USB Rotary Dial
USB Rotary Dial
This hardware project equips a rotary dial from an old telephone with a neat little USB port :). It then can be used as USB keyboard for typing numbers.
Easy: Just plug it in, it works without any specialized driver.
How a rotary dial works
I hope you still know how to use a rotary dial ;). By sticking your finger into one of the numbered holes and dragging it to the stopper, a couple of things happen:
First, as soon as you put the dial out of its idle position, the A switch is closed.
While dragging, you will hear some gentle clicks (among the clickety-click of the freewheel of the tempo limiter D). For each click, the pulse wheel C will generate a pulse later.
When you now release the dial, it is pulled back into idle position. Now, the freewheel attaches the dial to the tempo limiter D, which regulates the pulse speed. Simultaneously, the pulse wheel C rotates by 180 deg, as often as the digit you have dialed. With each half rotation, it releases the switch B for some time, converting the dialed number into electrical pulses.
Finally, the switch A is opened again to signalize that no more pulses will follow.
The hardware is fully built upon the USB AVR Lab by Christian Ulrich. This is a tiny board featuring an ATmega8 AVR, which speaks USB using the V-USB library, plus a 10-pin header which allows one to connect to some of the AVR port pins.
I have soldered the rotary dial's cables to a 2x2 pin female header (2.54mm / 100mil raster), so they plug into the left side of the AVR USB Lab's pin header.

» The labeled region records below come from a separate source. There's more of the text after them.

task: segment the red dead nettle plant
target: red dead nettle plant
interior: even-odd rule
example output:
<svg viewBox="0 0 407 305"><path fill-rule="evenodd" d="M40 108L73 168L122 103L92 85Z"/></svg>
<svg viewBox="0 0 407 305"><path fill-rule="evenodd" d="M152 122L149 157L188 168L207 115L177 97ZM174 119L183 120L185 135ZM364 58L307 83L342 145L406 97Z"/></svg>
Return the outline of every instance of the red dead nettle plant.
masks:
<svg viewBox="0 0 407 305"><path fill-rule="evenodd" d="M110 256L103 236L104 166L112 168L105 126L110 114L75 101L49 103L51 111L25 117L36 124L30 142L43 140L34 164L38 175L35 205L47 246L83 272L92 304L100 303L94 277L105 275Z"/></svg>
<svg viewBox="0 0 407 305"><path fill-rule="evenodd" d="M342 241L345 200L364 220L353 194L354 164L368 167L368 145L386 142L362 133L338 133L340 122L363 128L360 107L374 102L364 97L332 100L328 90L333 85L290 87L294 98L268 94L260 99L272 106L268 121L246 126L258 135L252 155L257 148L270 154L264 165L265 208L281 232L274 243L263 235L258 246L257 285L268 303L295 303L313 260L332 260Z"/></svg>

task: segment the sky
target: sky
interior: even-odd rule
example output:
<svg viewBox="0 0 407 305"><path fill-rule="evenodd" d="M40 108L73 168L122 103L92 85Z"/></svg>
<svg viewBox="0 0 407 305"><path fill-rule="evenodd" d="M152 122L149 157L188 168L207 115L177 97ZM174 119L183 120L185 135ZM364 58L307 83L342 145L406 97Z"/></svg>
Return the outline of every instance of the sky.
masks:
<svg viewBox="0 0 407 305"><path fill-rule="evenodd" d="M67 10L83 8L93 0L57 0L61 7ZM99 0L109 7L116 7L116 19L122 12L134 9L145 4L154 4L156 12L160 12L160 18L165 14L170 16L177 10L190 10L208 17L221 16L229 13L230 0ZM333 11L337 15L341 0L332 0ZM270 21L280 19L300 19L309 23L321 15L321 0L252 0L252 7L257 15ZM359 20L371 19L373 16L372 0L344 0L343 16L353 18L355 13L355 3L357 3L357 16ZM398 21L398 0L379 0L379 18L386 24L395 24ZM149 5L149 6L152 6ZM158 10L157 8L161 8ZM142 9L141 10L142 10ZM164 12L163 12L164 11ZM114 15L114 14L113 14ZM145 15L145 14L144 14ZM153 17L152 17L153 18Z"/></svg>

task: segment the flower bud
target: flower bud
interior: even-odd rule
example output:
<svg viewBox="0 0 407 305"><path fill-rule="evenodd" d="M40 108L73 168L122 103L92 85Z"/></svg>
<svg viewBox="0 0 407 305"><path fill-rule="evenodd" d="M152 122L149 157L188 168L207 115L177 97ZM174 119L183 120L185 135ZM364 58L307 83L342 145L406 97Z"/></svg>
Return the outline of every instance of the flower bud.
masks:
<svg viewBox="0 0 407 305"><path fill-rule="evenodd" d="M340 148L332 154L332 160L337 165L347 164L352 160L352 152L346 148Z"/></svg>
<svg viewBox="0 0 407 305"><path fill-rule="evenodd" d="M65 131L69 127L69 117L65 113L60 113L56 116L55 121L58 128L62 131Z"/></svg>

The connections are foolproof, meaning that you cannot do any harm by plugging the connector onto the wrong pins, or by rotating it by 90 degrees; it will simply not work:
- If it's not plugged onto the right pins, the LED is red.
- If it's rotated by 90 degrees, the LED is red, too.
- If it's rotated by 180 degrees, the LED is orange (red+green).
- And if you did it correctly, the LED is off.
The firmware utilizes V-USB in order to show up as USB-HID (human interface device) keyboard to the computer side. In its main loop, it polls the rotary dial's switch states, debounces and interprets them. When the dial returns into idle state, the appropriate key press is simulated.
For debugging, the multicolor LED shines green whenever the dial is not in idle position; it flashes orange for each detected pulse. The blue LED flashes while a key press is sent to the computer.
Flashing the firmware onto the AVR USB Lab
The AVR USB Lab is equipped with a bootloader and comes with a tool to upload new firmwares to the chip over USB. This is done using the AVR USB Lab tool.
Once the rotary dial firmware is flashed, you cannot put the board into download mode using the tool's button; instead, download mode is entered by generating at least 17 pulses. This can be accomplished by dialing a zero, and before the wheel re-enters the idle state, drag it back to zero again. Download mode is signalized by the LED shining orange.
The Rotary-Dial-to-USB-Interface expects a rotary dial to be attached against PB4/5. When you look at the front of the connector:
____ ____ | 9 7 . . . | Attach the two cables for the idle switch at 9 and 0. | 0 8 . . . | Attach the two cables for the dial pulse switch at 7 and 8. ----------- (0 and 8 are routed to GND, 9 and 7 to PB4 and PB5.)